Japanese Encephalitis

Japanese Encephalitis

Infectious Agent

Japanese encephalitis virus (JEV) was first isolated in Japan in1935. However, the disease Japanese encephalitis (JE) had been first described in Japan as early as 1871, and since then has been found in Russia, most of the Far East and South-East Asia, and more recently it has spread to the Indian subcontinent and Nepal. It is the principal cause of epidemic viral encephalitis in the world, resulting in of the order of 50,000 clinical cases annually. Of great concern to Australia was the introduction of the JEV into the Torres Strait islands [1995] with two fatal cases of encephalitis and onto the mainland of Australia [Cape York] in 1998. Sero-positive pigs were also detected on the mainland. The most likely source of the outbreak in the Torres Strait islands was Papua New Guinea, where the first human cases were detected in 1997.

There is an effective vaccine available. It requires three shots on day 0, 7 and 28 days along with a booster every 3 years.

Identification

Clinical features

Over 90% of infections are subclinical.

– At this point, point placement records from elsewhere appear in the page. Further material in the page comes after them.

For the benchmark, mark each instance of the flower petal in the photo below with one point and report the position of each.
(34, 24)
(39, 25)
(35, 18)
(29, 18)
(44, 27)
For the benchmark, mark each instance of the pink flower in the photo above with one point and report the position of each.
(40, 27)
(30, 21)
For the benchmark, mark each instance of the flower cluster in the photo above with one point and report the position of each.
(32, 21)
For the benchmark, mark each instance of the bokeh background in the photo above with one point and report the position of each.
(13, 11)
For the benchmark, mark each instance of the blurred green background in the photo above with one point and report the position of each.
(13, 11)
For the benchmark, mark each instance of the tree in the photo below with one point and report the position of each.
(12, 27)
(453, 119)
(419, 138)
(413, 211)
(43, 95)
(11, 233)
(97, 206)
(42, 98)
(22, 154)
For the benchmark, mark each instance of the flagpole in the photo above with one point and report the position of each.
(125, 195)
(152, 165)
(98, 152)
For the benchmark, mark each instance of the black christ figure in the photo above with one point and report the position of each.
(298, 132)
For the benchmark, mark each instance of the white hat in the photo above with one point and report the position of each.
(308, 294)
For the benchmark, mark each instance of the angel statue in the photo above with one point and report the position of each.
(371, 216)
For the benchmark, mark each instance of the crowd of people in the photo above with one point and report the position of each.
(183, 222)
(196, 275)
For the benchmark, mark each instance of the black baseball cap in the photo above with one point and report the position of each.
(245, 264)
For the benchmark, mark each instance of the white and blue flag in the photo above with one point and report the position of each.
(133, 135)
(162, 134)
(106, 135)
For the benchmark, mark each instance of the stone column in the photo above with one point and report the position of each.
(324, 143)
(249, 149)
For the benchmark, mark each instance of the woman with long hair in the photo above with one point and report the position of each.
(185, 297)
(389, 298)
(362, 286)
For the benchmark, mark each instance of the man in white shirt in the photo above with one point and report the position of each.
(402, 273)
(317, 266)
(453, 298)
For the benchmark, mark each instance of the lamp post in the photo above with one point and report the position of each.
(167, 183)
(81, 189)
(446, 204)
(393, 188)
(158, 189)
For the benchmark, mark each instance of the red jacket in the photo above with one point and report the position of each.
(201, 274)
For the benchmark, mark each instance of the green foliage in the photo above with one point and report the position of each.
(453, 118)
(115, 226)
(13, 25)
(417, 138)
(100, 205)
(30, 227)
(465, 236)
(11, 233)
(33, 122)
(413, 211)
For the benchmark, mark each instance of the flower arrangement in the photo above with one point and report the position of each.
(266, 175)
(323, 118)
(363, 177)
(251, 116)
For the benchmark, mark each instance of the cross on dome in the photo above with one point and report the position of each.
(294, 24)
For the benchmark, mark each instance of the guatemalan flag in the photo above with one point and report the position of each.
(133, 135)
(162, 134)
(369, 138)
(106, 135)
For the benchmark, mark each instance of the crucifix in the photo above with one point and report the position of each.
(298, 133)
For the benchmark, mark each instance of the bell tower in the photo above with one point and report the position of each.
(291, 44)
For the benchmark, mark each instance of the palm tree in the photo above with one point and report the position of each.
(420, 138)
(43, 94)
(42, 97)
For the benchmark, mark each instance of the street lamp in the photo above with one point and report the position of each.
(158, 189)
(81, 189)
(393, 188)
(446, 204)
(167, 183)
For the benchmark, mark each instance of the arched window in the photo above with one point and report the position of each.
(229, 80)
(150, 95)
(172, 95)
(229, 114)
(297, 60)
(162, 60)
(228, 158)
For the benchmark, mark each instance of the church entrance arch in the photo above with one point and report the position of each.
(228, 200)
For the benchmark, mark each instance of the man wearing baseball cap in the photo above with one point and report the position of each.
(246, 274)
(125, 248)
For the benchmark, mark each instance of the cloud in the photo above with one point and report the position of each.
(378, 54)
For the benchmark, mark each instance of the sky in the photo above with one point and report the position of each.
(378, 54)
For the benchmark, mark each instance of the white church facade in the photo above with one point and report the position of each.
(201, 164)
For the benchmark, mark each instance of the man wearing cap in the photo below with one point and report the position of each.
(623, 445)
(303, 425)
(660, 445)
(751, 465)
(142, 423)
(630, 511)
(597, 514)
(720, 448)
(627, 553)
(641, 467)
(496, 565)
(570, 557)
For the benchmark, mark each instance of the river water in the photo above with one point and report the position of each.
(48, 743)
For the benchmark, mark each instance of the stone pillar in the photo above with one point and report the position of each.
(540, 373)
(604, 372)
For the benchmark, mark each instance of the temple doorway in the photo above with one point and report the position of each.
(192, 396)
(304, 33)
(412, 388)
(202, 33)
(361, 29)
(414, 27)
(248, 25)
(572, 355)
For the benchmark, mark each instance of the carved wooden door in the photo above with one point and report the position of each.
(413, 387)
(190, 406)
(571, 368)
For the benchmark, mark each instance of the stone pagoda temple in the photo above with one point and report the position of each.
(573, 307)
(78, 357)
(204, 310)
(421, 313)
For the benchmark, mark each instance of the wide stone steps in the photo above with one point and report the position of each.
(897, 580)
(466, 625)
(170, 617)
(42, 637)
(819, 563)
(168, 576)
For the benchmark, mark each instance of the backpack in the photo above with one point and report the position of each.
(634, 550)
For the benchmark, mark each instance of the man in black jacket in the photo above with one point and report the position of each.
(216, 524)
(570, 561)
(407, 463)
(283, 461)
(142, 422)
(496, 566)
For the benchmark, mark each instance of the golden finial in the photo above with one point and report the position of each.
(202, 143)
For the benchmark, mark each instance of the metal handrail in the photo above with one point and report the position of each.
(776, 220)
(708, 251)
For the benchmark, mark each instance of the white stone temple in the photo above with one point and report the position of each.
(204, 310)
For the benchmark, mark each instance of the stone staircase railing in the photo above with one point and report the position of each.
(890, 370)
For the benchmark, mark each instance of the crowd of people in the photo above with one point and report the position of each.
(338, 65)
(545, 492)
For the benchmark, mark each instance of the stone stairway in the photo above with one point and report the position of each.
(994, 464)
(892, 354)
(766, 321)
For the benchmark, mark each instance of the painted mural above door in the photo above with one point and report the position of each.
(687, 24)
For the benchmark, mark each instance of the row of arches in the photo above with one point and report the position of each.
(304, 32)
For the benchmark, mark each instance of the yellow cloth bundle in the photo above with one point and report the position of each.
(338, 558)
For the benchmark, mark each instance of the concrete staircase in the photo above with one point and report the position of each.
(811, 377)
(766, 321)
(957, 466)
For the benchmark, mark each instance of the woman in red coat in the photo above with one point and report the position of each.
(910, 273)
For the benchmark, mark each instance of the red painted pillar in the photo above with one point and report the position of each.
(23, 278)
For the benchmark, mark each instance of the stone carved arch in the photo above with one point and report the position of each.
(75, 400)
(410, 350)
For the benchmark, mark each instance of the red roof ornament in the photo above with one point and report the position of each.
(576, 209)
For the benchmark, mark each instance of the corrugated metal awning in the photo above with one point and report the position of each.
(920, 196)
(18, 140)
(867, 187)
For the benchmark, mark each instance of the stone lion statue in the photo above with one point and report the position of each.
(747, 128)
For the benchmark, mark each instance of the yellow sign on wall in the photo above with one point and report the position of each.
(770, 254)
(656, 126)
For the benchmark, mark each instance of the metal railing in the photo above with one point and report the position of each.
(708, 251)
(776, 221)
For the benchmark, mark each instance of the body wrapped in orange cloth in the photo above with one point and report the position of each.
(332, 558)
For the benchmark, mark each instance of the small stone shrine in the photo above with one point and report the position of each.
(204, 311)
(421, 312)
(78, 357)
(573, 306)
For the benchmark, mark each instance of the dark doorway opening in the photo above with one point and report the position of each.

Encephalitis is its serious manifestation, which is indistinguishable clinically from other viral encephalities; it has a mortality of 20-50% and up to 50% of patients have serious sequelae.

Method of diagnosis

Confirmation of JEV infection is made by either isolating the virus or by a rising antibody titre.

Laboratory evidence

    Isolation of Japanese encephalitis virus from clinical material

    OR

    Detection of JEV RNA in clinical material

    OR

    IgG seroconversion or a significant increase in antibody level or a fourfold rise in titre of JEV specific IgG proven by neutralisation or another specific test, with no history of recent JE or Yellow Fever vaccination

    OR

    JEV specific IgM in the CSF, in the absence of IgM to Murray Valley encephalitis, Kunjin and Dengue viruses

    OR

    JEV specific IgM detected in serum in the absence of IgM to Murray Valley encephalitis, Kunjin and Dengue viruses, with no history of recent JEV or Yellow Fever virus vaccination.

Confirmation by a second arbovirus reference laboratory is required if the case appears to have been acquired in Australia.

Clinical evidence

Febrile illness of variable severity associated with neurological symptoms ranging from headache to meningitis or encephalitis. Symptoms may include headache, fever, meningeal signs, stupor, disorientation, coma, tremors, generalised paresis, hypertonia, and loss of coordination. (The encephalitis cannot be distinguished clinically from other central nervous system infections.)

Incubation period
Usually 6 to 16 days
 

Health Significance and Occurrence

The occurrence of JEV disease in Papua New Guinea and Timor and probable spread into the Torres Strait islands or northern Australia, poses a significant threat to Australia. Suitable vector mosquitoes (Cx annulirostris) and vertebrate hosts in the form of water birds are widespread across the mainland, plus there many wild pigs in northern Australia to act as amplifiers for the virus. There is a concern that migratory birds could also carry the virus further south in Australia.

Reservoir

Infection is maintained in enzootic cycles between birds and pigs: water birds (herons and egrets) are the main reservoir for disseminating the virus whilst pigs are the important amplifier hosts. Pigs do not show signs of infection, other than abortion and stillbirth, but have continuing viraemia allowing transmission to humans via mosquitoes. Humans and other large vertebrates, such as horses, are not efficient amplifying hosts, and are therefore "dead-end' hosts for the JEV.

Mode of Transmission

In Asia the rice field breeding mosquitoes, mainly Cx. tritaeniorhynchus, usually transmit the JEV. In the outbreak in the Torres Strait islands [see above], virus was isolated from Culex annulirostris mosquitoes, which were considered to be the main vector involved. Culex gelidus, introduced from Asia, is now a new potential vector in Australia.

Period of Communicability

There is no evidence of transmission from person to person.

Susceptibility and Resistance

Infection with JEV confers life-long immunity.

Control Measures

Preventive measures

There is an effective vaccine available. It requires three shots on day 0, 7 and 28 days along with a booster every 3 years.